Lincoln Farnum MMI, RRT-NPS, CPHIMS is a senior consultant with Vitalize Consulting Solutions, an SAIC Company and a graduate teaching assistant in the Master of Science in Medical Informatics program at Northwestern University.
I’m a Believer in Diagnostic Decision Support
By Scott W. Tongen, MD
When I read a vendor’s brochure about diagnostic decision support software that mirrors how medical students and physicians in training are taught to diagnose patients, I had an epiphany. My peers and I today are not diagnosing patients the way we were instructed in medical school and residency. As a result, we — and our patients — pay a heavy price.
As students and residents, we were asked to provide a list of all possible diagnoses based on patient’s symptoms, medical tests, accumulated medical knowledge, and other information. Next, we would use the data at our disposal to eliminate diagnoses that did not fit until we were left with one diagnosis.
However, advances in imaging software and electronic health records, revenue pressures, and crushing time demands had led us to stop using that “differential diagnosis” methodology on a daily basis, leading to misdiagnoses or missed diagnoses.
None of us likes to admit our mistakes and fallibilities when we’ve misdiagnosed or missed a diagnosis, but it happens: 40,000 to 80,000 patients die annually due to misdiagnosis, according to a 2009 study published in the Journal of the American Medical Association.
I believe a major reason for an inaccurate or incomplete misdiagnosis is due largely in part to the increased use of powerful EHR systems. Those systems are deemed so efficient now that they lull highly skilled and trained professionals into a false sense of security. Too many physicians rely on electronic alerts and images to help them solve the mystery of a patient’s illness, forgetting that technology can be a poor or terrific tool, depending on whether it is used correctly.
Also, doctors and hospitals do not realize that EHRs are not sold “out of the box” with diagnostic decision support that generate potential diagnoses and flag high-risk “Don’t Miss” diagnoses when patient’s symptoms and vital signs are entered into the application. When clinicians do not know what they do not know or are not thinking about a possible diagnosis, they certainly will miss it.
Another reason for misdiagnoses and missed diagnoses is physicians’ busy schedules, as continual reimbursement cuts are forcing them to squeeze in more patients. This, combined with other demands competing for their time, make it impossible for doctors to remember all pertinent details that could potentially explain a patient’s problem, much less keep up with the massive explosion of peer-reviewed studies and medical discoveries published in numerous medical journals.

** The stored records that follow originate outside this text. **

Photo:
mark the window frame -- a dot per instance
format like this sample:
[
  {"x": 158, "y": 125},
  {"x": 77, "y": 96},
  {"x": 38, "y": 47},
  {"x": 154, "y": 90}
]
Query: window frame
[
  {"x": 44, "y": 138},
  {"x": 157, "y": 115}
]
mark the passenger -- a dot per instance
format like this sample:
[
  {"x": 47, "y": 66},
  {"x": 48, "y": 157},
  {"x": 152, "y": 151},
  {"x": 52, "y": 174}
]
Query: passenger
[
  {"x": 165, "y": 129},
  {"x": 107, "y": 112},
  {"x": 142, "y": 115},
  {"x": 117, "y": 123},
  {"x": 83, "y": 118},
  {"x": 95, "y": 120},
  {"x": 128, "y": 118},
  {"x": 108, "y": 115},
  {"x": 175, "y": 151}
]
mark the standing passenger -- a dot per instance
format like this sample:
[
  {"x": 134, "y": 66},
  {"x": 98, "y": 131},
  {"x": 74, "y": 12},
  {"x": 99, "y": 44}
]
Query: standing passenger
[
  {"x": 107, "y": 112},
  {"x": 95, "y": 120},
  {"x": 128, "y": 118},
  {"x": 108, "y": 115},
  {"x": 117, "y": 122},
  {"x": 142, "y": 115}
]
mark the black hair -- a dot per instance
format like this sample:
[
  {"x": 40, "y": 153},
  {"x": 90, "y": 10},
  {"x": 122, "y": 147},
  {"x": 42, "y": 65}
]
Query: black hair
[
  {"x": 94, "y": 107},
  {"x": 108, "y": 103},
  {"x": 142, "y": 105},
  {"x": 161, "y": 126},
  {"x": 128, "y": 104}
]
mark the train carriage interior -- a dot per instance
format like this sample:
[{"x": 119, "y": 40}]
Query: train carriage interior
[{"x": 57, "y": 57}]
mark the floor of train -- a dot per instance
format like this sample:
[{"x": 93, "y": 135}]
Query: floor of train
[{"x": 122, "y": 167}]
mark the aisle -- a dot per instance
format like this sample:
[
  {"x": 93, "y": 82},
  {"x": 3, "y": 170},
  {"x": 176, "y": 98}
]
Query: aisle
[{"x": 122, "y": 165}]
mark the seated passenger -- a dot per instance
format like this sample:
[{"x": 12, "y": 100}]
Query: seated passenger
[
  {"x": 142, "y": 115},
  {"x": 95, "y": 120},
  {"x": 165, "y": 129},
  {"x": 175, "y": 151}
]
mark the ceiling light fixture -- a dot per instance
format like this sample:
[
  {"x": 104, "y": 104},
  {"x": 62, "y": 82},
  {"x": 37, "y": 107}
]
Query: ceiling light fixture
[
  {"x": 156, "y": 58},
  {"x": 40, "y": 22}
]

All those thoughts flashed across my mind as I read the brochure, which ultimately led to my convincing administrators to fund and offer the tool to our physicians. Diagnostic decision support software can help doctors address those problems while minimizing misdiagnoses that harm or kill patients.

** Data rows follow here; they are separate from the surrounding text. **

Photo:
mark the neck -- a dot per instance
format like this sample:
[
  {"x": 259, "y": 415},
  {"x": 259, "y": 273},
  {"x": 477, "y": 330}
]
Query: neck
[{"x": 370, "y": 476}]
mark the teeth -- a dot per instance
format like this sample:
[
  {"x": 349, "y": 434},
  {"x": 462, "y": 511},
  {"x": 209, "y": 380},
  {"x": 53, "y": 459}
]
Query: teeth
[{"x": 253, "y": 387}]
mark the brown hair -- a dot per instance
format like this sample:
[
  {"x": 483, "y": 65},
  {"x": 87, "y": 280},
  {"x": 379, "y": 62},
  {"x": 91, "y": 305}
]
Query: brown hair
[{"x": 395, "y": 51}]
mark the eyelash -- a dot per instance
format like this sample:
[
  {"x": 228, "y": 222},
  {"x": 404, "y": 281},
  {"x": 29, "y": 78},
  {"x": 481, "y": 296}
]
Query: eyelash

For that reason, every physician and hospital in the country should implement diagnostic decision support software that highlights and enables them to access relevant information about potential diagnoses. They will find the tool extremely valuable, particularly when diagnosing difficult as well as rare cases. A useful objective review of these tools was published recently, “Differential Diagnosis Generators: an Evaluation of Currently Available Computer Programs” by William Bond, MD, MS et al from the Lehigh Valley Health Network.

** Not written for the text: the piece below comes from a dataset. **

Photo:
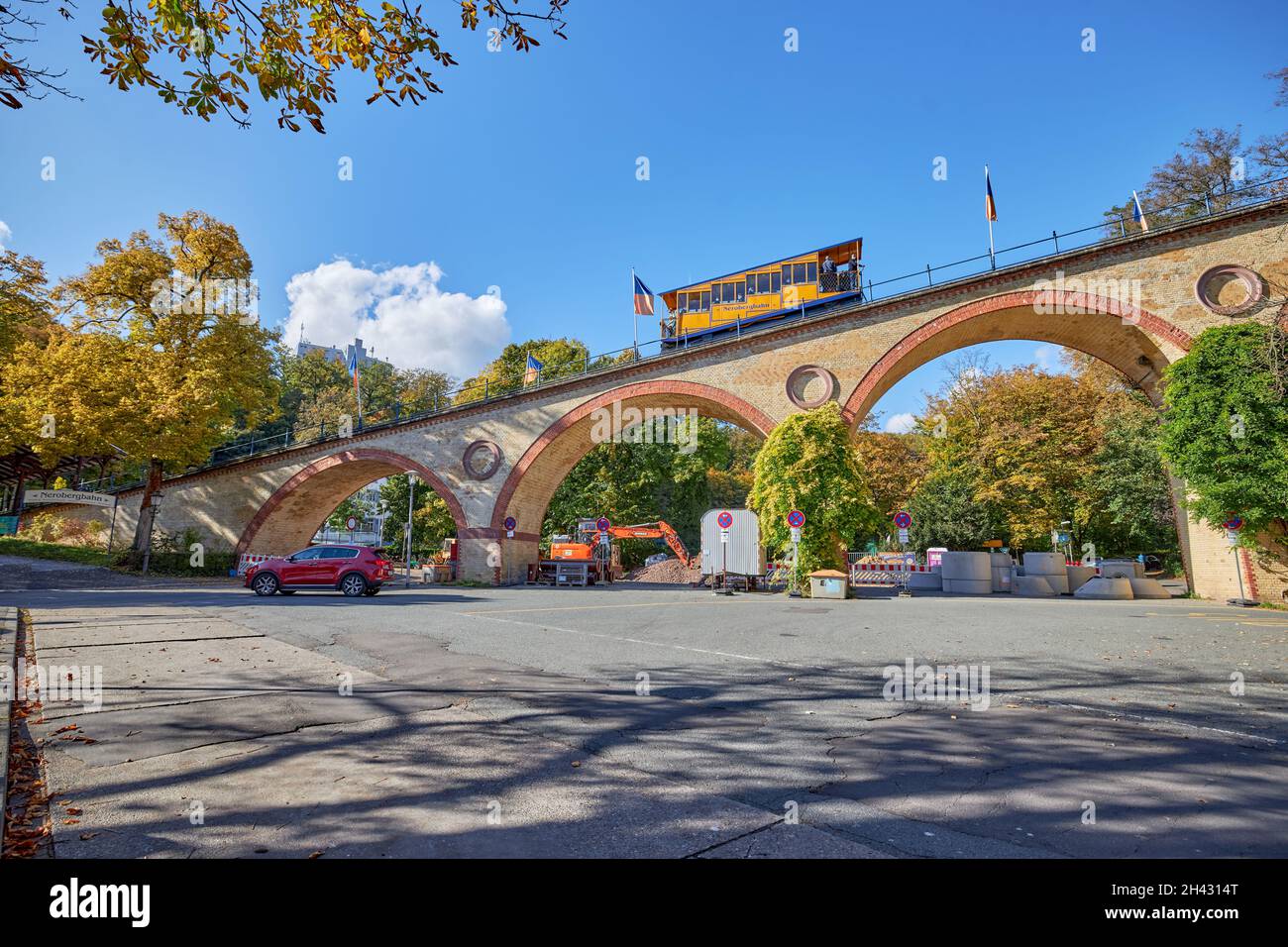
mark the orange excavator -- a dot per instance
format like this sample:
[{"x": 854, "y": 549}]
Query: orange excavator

To be clear, I am not proclaiming diagnostic software needs to emulate a physician’s thinking. What I am advocating is that doctors should use it to bring up diagnoses they otherwise would not have considered or remembered. The tool will more than pay for itself if it prevents a single fatality or serious misdiagnosis. More importantly, it will enhance quality and safety of care.
At the time this article was written, Scott W. Tongen, MD was medical director of clinical documentation, compliance, and quality at United Hospital, part of Allina Hospitals & Clinics in Minneapolis. He has since joined Vitalize Consulting Solutions, an SAIC Company as medical director.